Map Drug Pipeline: Enumerate and sequentially explain the complete stages of modern drug discovery, from initial target identification through to NDA-based regulatory approval.

Compare Lead Strategies: Contrast the massive, brute-force logic of ‘Random High-Throughput Screening’ against the intelligence-driven approach of ‘Non-Random Screening’.

Identify Serendipity: Cite two historically verified examples of drugs discovered purely through serendipity and explain the precise clinical observation that triggered their discovery.

Apply Bioisosteres: Given a drug molecule with a toxic carboxylic acid (-COOH) group, propose a specific ‘Non-Classical Bioisosteric’ replacement and justify the choice based on pKa similarity.

Analyze Case Studies: For the Losartan case study, explain exactly why replacing -COOH with a tetrazole ring maintained receptor binding affinity while simultaneously enhancing oral absorption.

Exam Prep Questions

Q1. Why is “Lead Optimization” considered the most critical stage in drug discovery?

Identifying an initial “hit” molecule during drug discovery is only the starting point. While the molecule may show strong activity against a biological target in laboratory tests, it often has major problems such as toxicity, poor solubility, low stability, or poor absorption in the body.

Lead optimization involves systematically modifying the chemical structure of the hit compound to improve its properties. Scientists create and test many related molecules (analogs) to enhance efficacy, safety, metabolic stability, and bioavailability. Through this iterative process, the crude hit compound is gradually refined into a lead candidate suitable for further development as a drug.

Q2. How is Viagra an example of “Serendipitous Drug Discovery”?

The drug Sildenafil, later marketed as Viagra, was originally investigated as a treatment for angina (chest pain caused by reduced blood flow to the heart).

During clinical trials, researchers observed that the drug had a different and unexpected physiological effect—it improved erectile function in male participants. Recognizing this unintended effect, the developers redirected the drug’s clinical development toward treating erectile dysfunction.

This discovery illustrates serendipity in drug development, where an unexpected observation leads to a major therapeutic breakthrough.

Q3. Why might a –COOH group be replaced with a tetrazole ring in drug design?
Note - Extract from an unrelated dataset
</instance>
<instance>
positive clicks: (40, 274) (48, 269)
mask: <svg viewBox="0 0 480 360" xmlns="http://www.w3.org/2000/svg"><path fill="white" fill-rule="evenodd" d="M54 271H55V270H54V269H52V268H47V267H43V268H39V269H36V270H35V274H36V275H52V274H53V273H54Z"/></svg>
In medicinal chemistry, replacing one functional group with another that has similar chemical and biological properties is called bioisosteric replacement. Both a carboxylic acid group (–COOH) and a tetrazole ring behave as acidic groups at physiological pH, allowing them to interact with the same biological target.

However, carboxylic acid groups are often more susceptible to metabolic degradation, such as glucuronidation in the liver. Tetrazole rings tend to be more metabolically stable, which can improve a drug’s half-life, stability, and oral bioavailability while maintaining the required binding interactions with the target protein.